“Senza dirle un c*** le metto il Cervidil, così si sbriga ad abortire” Nell’ospedale dell’orrore il medico fece abortire la sorella senza che lo sapesse…

Senza dirle un c*** le metto il Cervidil. Senza che ti veda nessuno, le metti tre fiale di Sint, così si sbriga ad abortire
Sono accuse gravissime quelle contestate tra gli altri a Alessandro Tripodi, Filippo Luigi Saccà e Daniela Manunzio, rispettivamente medico in servizio presso il reparto di ostetricia e ginecologia degli Ospedali Riuniti reggini, e medici di turno tra il 16 e il 17 giugno del 2010 presso lo stesso reparto.

I tre, infatti, sono ritenuti responsabili di aver causato l’interruzione di gravidanza della sorella del medico Tripodi. La donna doveva abortire perché lui aveva deciso che quel feto era malato. Dalle conversazioni telefoniche captate si evinceva che Alessandro Tripodi, il 16 giugno del 2010, sospettando una patologia cromosomica del feto e considerando insufficiente il liquido amniotico presente nella placenta stabiliva autonomamente di interrompere la gestazione della sorella, servendosi della collaborazione dei colleghi Saccà e Manuzio. Lo testimonia un’intercettazione telefonica. Tripodi chiama Sacca: «Volevo sapere se avevi visto mia sorella?».

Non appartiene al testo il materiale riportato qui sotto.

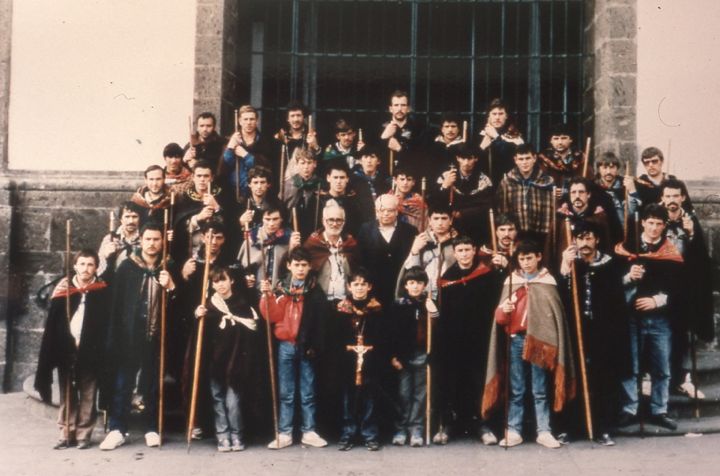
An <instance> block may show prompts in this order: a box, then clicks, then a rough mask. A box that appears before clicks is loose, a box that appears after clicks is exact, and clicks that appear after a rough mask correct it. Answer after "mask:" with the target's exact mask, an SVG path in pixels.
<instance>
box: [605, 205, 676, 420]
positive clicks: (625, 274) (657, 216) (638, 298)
mask: <svg viewBox="0 0 720 476" xmlns="http://www.w3.org/2000/svg"><path fill="white" fill-rule="evenodd" d="M641 218H642V221H641V225H642V232H641V236H640V237H638V238H637V239H636V240H637V242H638V244H639V249H633V251H632V252H631V251H630V250H628V248H627V245H625V244H622V243H619V244H618V245H617V246H616V248H615V253H616V254H617V255H618V256H620V257H622V258H624V259H626V260H627V264H626V265H625V267H624V271H623V272H624V273H625V274H624V276H623V285H624V287H625V298H626V301H627V304H628V306H629V314H630V351H631V359H632V375H631V376H630V377H628V378H626V379H624V380H623V382H622V387H623V398H622V400H623V401H622V413H621V416H620V420H619V422H618V424H619V426H627V425H629V424H631V423H633V422H635V421H637V415H638V412H639V411H640V408H639V398H638V374H639V372H640V362H643V363H645V362H647V363H648V364H649V372H650V376H651V378H652V390H651V395H650V412H651V418H650V422H651V423H654V424H656V425H658V426H661V427H663V428H667V429H669V430H675V429H676V428H677V423H676V422H675V421H674V420H672V419H671V418H670V417H669V416H668V413H667V412H668V410H667V406H668V400H669V390H670V352H671V342H672V327H673V322H672V319H673V317H677V316H680V315H681V313H682V312H683V310H682V309H681V308H680V306H681V295H680V293H679V280H680V279H681V277H682V265H683V258H682V256H681V255H680V252H679V251H678V249H677V248H676V247H675V245H673V244H672V242H671V241H670V240H668V239H667V237H666V236H665V229H666V226H667V221H668V211H667V210H666V209H665V208H664V207H662V206H661V205H658V204H655V203H651V204H649V205H647V206H646V207H645V209H644V210H643V212H642V215H641ZM631 249H632V248H631ZM641 353H642V355H641Z"/></svg>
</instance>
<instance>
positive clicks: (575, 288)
mask: <svg viewBox="0 0 720 476" xmlns="http://www.w3.org/2000/svg"><path fill="white" fill-rule="evenodd" d="M565 240H566V241H567V243H568V246H569V245H570V243H572V232H571V231H570V219H569V218H566V219H565ZM570 275H571V289H572V295H573V313H574V314H575V332H576V335H577V341H578V359H579V360H580V377H581V379H582V386H583V396H584V397H585V398H584V399H583V400H584V403H585V424H586V425H587V431H588V439H589V440H590V441H592V440H593V426H592V413H591V411H590V391H589V389H588V383H587V369H586V368H585V344H584V343H583V333H582V318H581V316H582V315H581V314H580V298H579V296H578V290H577V269H576V266H575V261H573V262H572V265H571V271H570Z"/></svg>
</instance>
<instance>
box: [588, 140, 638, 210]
mask: <svg viewBox="0 0 720 476" xmlns="http://www.w3.org/2000/svg"><path fill="white" fill-rule="evenodd" d="M595 165H596V166H597V170H598V172H597V175H596V178H595V185H596V186H598V187H599V188H600V190H601V191H604V192H605V194H606V195H607V198H608V199H609V201H608V204H611V205H612V208H614V209H615V215H616V216H617V222H618V223H625V198H626V197H627V199H628V203H627V207H628V215H629V216H633V215H634V214H635V212H636V211H638V210H640V206H641V205H642V202H641V201H640V195H639V194H638V192H637V187H636V186H635V179H634V178H633V177H631V176H630V175H628V173H629V170H626V171H625V173H626V175H625V176H622V175H618V172H619V171H620V160H619V159H618V158H617V156H616V155H615V154H614V153H612V152H605V153H604V154H603V155H602V156H600V158H599V159H598V160H597V161H596V162H595ZM626 190H627V193H626ZM608 211H609V207H608Z"/></svg>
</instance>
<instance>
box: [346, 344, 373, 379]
mask: <svg viewBox="0 0 720 476" xmlns="http://www.w3.org/2000/svg"><path fill="white" fill-rule="evenodd" d="M364 341H365V339H364V338H363V336H362V334H358V336H357V342H356V344H355V345H346V346H345V350H347V351H349V352H355V354H356V357H357V361H356V363H355V385H358V386H360V385H362V365H363V363H364V362H365V353H367V352H369V351H371V350H373V347H374V346H372V345H365V342H364Z"/></svg>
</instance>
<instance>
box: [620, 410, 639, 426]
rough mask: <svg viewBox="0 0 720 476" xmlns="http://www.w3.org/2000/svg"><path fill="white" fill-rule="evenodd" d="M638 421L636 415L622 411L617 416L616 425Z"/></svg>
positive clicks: (627, 424)
mask: <svg viewBox="0 0 720 476" xmlns="http://www.w3.org/2000/svg"><path fill="white" fill-rule="evenodd" d="M637 422H638V418H637V415H633V414H631V413H627V412H622V413H621V414H620V417H619V418H618V427H624V426H630V425H633V424H635V423H637Z"/></svg>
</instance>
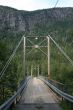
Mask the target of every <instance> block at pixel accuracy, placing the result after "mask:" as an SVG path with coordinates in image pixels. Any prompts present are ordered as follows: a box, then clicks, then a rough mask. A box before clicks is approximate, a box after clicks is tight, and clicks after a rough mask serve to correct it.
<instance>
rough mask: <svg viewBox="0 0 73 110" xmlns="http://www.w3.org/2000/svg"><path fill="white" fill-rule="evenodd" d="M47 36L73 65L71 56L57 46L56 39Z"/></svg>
mask: <svg viewBox="0 0 73 110" xmlns="http://www.w3.org/2000/svg"><path fill="white" fill-rule="evenodd" d="M48 37H49V38H50V39H51V40H52V41H53V43H54V44H55V45H56V47H57V48H58V49H59V50H60V51H61V53H62V54H63V55H64V56H65V57H66V59H67V60H68V61H69V62H70V63H71V64H72V65H73V61H72V60H71V58H70V57H69V56H68V55H67V54H66V53H65V52H64V50H63V49H62V48H61V47H60V46H59V44H57V43H56V41H55V40H54V39H53V38H52V37H51V36H50V35H48Z"/></svg>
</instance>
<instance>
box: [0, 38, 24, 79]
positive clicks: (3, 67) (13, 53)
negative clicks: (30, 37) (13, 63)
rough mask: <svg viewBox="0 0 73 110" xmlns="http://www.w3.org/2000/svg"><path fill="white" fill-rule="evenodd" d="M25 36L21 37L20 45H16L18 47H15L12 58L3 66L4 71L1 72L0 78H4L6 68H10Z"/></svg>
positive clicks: (12, 54) (6, 62) (11, 56)
mask: <svg viewBox="0 0 73 110" xmlns="http://www.w3.org/2000/svg"><path fill="white" fill-rule="evenodd" d="M23 38H24V36H23V37H22V38H21V39H20V41H19V43H18V45H17V46H16V48H15V49H14V51H13V53H12V54H11V56H10V58H9V59H8V61H7V62H6V64H5V66H4V67H3V69H2V71H1V72H0V79H1V78H2V76H3V75H4V73H5V71H6V69H7V68H8V66H9V64H10V63H11V61H12V59H13V57H14V55H15V54H16V51H17V50H18V48H19V46H20V44H21V42H22V41H23Z"/></svg>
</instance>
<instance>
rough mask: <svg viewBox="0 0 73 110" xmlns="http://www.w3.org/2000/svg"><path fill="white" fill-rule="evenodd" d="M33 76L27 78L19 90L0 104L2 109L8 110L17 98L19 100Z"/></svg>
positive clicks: (15, 100)
mask: <svg viewBox="0 0 73 110" xmlns="http://www.w3.org/2000/svg"><path fill="white" fill-rule="evenodd" d="M30 78H31V77H28V78H26V80H25V82H24V83H23V84H22V86H21V87H20V88H19V89H18V91H17V92H16V93H15V94H14V95H13V96H12V97H11V98H9V99H8V100H7V101H6V102H5V103H3V104H2V105H1V106H0V110H7V109H8V108H9V107H10V106H11V105H12V104H13V103H14V102H15V101H16V100H19V99H20V97H21V94H22V91H23V89H24V88H25V87H26V85H27V82H28V81H29V79H30Z"/></svg>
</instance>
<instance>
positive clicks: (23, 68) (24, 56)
mask: <svg viewBox="0 0 73 110" xmlns="http://www.w3.org/2000/svg"><path fill="white" fill-rule="evenodd" d="M23 40H24V41H23V42H24V46H23V48H24V50H23V51H24V56H23V57H24V60H23V70H24V74H25V46H26V37H24V39H23ZM24 77H25V75H24Z"/></svg>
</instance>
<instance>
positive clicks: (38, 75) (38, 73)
mask: <svg viewBox="0 0 73 110" xmlns="http://www.w3.org/2000/svg"><path fill="white" fill-rule="evenodd" d="M38 76H39V65H38Z"/></svg>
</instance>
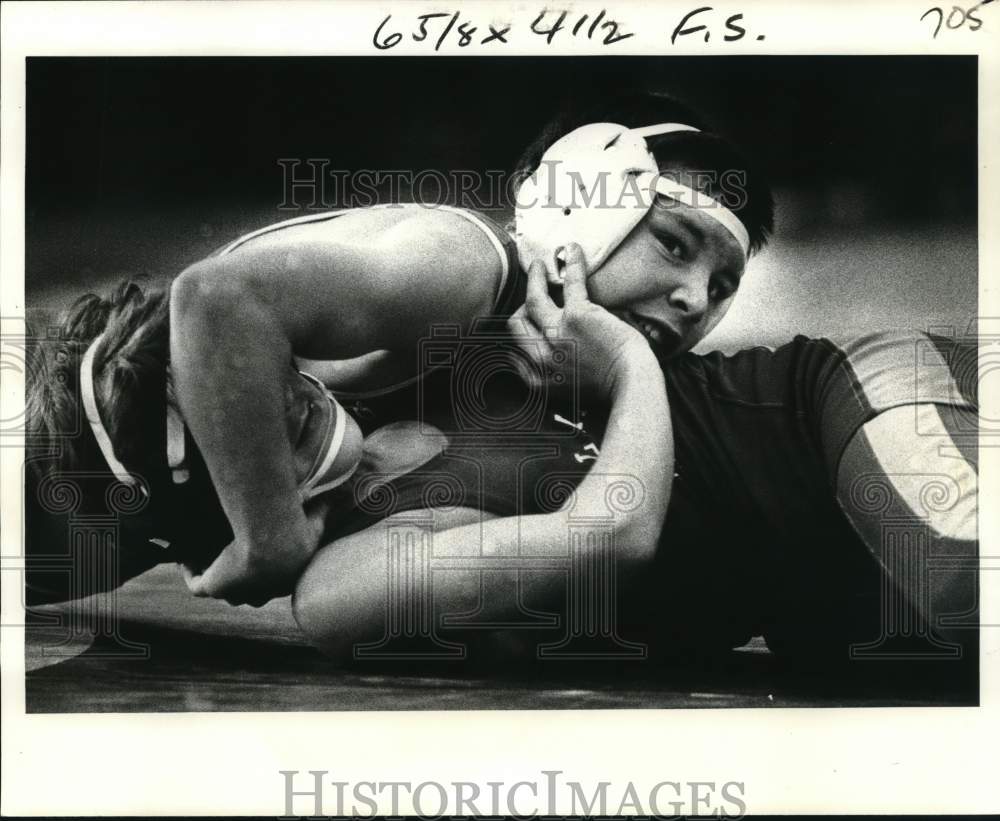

L’altro risponde: «No, no, tua sorella no». E Tripodi aggiunge: «No, perché ha cominciato a dare i numeri. Perché quella cretina, se ne è andata gli ha fatto un’ecografia e gli ha detto che si sta riformando il liquido». E ancora il collega replica: «No, va bene, che ca..o vanno, ma perché gli sentono il battito, ehm, vanno gli sentono il battito con l’ecografo, eh». Poi i due ginecologi mettono a punto il piano perfetto. Sacca parlando con l’altro: «Allora, l’ho vista.

Sandro, non ha un goccio di liquido, un feto accartocciato.. ovviamente hai ragione… tuo cognato ancora si arrampica sugli specchi, tua sorella giustamente è abbindolata… la strategia è questa, perché effettivamente si deve parlare poco e fare, domani mattina la portiamo di là senza far vedere un ca..o, va bene, gli metto il Cervidil, glielo metto io mentre la visito, mi dici tu stesso visitala tu, mentre facciamo l’ecografia, io la vedo senza dire un ca..0o gli metto sto cervidil e gli diciamo che gli sospendiamo completamente le flebo… va bene… e gli diciamo che va da sola, va bene?».